While level A-E will teach you the basics of improv and Second City Conservatory teaches you the basics of putting up a show, HouseCo teaches you what it's like to work for Second City. Running orders changing minutes before the start of a show, performing a sketch that you've only just written hours before, and last minute recastings are common. Becoming a great performer is learning to perform at a high level with those kinds of changes. Not only does Second City use improv as a tool to write great sketch, but it also uses it as a structure of performing sketch shows. If you're the kind of person who needs everything to be perfect before you go on stage then you probably wouldn't like this.
The program consists of 4 parts that have no set time, but usually last 2-3 months. Every week we had a Saturday night show in The de Maat Theatre at Second City. Our rehearsals would be an hour or two before our performances.
This is the introduction to the program and it's completely improvised. I learned how to perform the style of improv that Second City likes and the kind that will help in sketch. It's a great mix of improv games and montages. This was easily the most fun I had during the program. We had a great time slot, 9pm, so we always had a packed house and we had a ton of freedom to find ourselves as an ensemble.
Performing long form improvised sets in specific styles like westerners, a David Mamet play, horror, and so on. This was the biggest challenge for me because I was used to playing in 20 or 30 minute sets. If I was performing for more than that then typically it was broken up into games, sketch, and/or long form. In Moxie I was performing long form improv for 45 minutes to an hour. It's a different muscle and it really makes you keep things in your back pocket for later.

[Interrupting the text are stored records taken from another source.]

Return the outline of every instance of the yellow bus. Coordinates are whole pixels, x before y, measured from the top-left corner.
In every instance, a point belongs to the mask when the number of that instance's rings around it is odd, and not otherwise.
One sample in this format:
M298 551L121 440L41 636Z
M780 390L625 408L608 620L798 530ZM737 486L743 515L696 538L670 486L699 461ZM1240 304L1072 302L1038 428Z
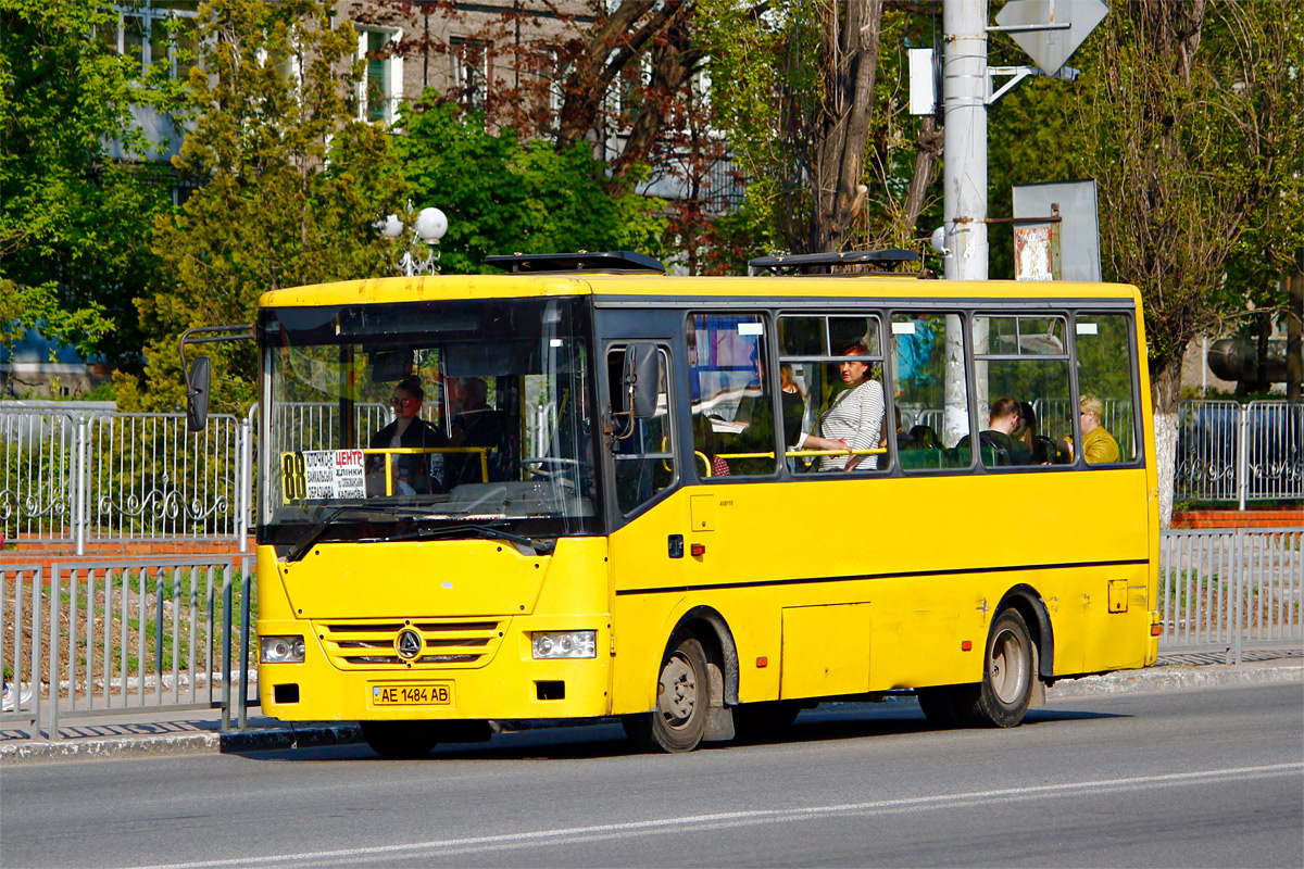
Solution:
M263 711L390 757L602 717L679 752L902 689L1011 727L1153 663L1136 289L852 264L911 257L266 293Z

That makes these shows a little more difficult to perform, but when they go right they are some of the most amazing shows to see.
Improv to sketch and testing sketch material. A lot of this consisted of pitching funny ideas you had before the show, going over what the beats would be, and then performing them on stage later that night. We would also periodically test out written material. This is where it really started to feel like working for Second City. We were expected to perform at a high level with little preparation. A lot of times the host of the night would be introducing our show while we were still backstage assigning improv games and scenes. After a couple weeks it became second nature and I now prefer it to being overly prepared for a show.
The Show: At the end of the program you get to perform in your own sketch review with the people that you've been performing with over the past year. This is the easy part of the whole program. You have your running order down and everyone is already assigned roles. Just go out every week and perform your show.
So what did I think of the whole thing? It was amazing. I really grew as a performer and I learned more than I ever could in a standard class. I got great one on one coaching from directors that were not only fantastic, but showed that they really cared about the cast. On top of that you get to perform with some of the best performers in the city. This past year has been amazing for me thanks in large part to my experience in HouseCO. I graduated from the year long Conservatory program, immediately after performed for 5 weeks in the Skybox theater, and then performed for a whole year with HouseCO. So for over two years I was in that building at LEAST once a week performing, practicing, and learning. If that didn't make me a better performer then I don't know would. If you ever get the chance to audition or see a show I highly suggest it.